The JavaScript program then uses whatever method chosen by the Web application developer to pass the Key System-specific message to the server. Most likely, the JavaScript program does an HTTP POST using XHR. At this point, XHR automatically picks up the session cookie of the user, so user identification can work as in Web apps in general and the CDM does not need to be able to deal with handling user identity. This is in contrast to other plausible architectures where a component analogous to a CDM performs networking directly.

The server side of the Web app needs to have Key System-specific software for each Key System that the Web app supports in order to be able to make sense of the messages received and in order to be able to construct responses.

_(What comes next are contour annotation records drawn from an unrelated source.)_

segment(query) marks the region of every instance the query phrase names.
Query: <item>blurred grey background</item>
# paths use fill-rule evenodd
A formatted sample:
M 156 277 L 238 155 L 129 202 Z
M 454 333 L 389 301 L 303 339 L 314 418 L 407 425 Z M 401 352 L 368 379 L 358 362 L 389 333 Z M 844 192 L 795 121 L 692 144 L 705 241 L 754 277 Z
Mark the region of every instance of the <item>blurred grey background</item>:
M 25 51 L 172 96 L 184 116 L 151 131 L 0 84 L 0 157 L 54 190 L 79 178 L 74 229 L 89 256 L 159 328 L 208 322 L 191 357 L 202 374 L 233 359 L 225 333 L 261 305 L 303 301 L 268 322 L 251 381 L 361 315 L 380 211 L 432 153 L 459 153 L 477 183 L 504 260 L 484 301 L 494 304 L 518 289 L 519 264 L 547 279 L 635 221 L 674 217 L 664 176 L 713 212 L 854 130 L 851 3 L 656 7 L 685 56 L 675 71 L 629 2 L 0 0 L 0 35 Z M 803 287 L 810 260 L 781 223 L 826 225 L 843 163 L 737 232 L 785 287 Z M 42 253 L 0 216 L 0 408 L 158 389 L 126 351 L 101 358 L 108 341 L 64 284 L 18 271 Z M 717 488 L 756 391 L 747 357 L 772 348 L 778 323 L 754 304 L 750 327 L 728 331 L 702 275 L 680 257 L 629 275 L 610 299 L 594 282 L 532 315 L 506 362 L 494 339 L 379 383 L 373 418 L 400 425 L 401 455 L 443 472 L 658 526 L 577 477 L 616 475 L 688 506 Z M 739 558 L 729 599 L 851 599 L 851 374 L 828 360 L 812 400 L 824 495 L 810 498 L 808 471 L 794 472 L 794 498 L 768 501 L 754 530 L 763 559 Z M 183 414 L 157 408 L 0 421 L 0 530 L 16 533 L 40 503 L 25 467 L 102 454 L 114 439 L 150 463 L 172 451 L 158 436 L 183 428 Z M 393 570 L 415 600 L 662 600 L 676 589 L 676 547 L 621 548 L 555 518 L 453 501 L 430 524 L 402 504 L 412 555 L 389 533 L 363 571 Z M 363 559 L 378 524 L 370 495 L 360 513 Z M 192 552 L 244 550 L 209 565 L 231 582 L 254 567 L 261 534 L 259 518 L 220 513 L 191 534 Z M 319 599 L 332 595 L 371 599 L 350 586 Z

When the JavaScript program receives a message back from the server, it uses the EME API to push the message to the browser, which in turn pushes it to the CDM. The message is assumed to be encrypted in such a way that neither the JavaScript program nor the browser can make sense of it but the CDM can. The message contains at least the key that the CDM needs to decrypt the encrypted media track(s).

EME doesn’t define how many messages are emitted by the CDM and how many by the server. There might be any number, including new ones during playback, depending on the Key System.

EME does not specify any policy about the conditions under which the CDM may be allowed to decrypt media or a vocabulary for expressing such a policy. EME doesn’t even specify whether a policy is enforced on the server based on information that got sent there or whether a policy is enforced on the CDM based on information received back. That’s all Key System-specific.